Rob Irwin, director new business development for NyproMold Inc. (Clinton, Mass.) can speak to that shift to domestic producers because his company saw it first hand in 2020. “Companies that would not normally have been customers of ours, because they would be looking for, ‘How do I get my tool built in Asia,’ would be calling us looking for tools,” Irwin said.

Irwin also saw a shift with its familiar customer base as they reconsidered the complexity of their supplier networks. “One of the big things that I noticed was our regular customers where they would have a mix of tooling that would go to Asia, Europe, and the U.S., depending on how they did it,” Irwin said, “the pandemic interruptions caused them to rethink what they were doing, as far as risk mitigation and global tooling programs.”

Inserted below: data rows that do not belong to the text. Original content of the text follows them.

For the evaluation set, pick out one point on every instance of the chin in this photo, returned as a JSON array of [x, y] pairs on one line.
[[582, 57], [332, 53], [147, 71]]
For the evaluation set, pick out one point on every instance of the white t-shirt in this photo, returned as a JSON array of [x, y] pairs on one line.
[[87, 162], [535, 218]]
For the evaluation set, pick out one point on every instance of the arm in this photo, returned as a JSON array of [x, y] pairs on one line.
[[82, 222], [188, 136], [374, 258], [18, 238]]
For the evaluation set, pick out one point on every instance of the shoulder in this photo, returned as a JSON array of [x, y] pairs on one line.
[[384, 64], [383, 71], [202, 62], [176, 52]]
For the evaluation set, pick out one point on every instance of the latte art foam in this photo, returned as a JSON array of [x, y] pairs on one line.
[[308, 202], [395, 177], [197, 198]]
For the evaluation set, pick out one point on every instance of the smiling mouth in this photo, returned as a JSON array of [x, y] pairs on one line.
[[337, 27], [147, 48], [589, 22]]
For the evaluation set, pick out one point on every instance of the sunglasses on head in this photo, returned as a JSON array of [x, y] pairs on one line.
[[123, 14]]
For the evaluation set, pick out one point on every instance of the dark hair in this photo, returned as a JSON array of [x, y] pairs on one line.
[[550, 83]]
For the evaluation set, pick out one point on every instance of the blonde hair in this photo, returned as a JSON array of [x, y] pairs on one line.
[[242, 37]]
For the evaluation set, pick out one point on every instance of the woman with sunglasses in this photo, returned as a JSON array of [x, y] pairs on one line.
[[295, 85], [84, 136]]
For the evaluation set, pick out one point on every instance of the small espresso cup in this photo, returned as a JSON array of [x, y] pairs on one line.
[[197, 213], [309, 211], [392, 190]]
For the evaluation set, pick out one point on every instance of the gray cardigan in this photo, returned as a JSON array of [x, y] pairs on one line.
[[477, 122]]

Irwin and others are watching the situation going forward, with the eventual outcome not 100% certain but the fact of an ongoing reassessment being very real. “There was always this this idea that, ‘I can go to China, and I can get it faster, and I can get it cheaper,’” Irwin says. “‘I may have to compromise a little bit on quality, but but I can find a way to deal with that or mitigate that.’ And now the question was, ‘Well, yeah, but what does an interruption in your supply chain look like?’ That was a very theoretical discussion before, and now it has become a very tangible discussion.”

Count far-flung supply chains as being among the business areas getting reassessed after the pandemic.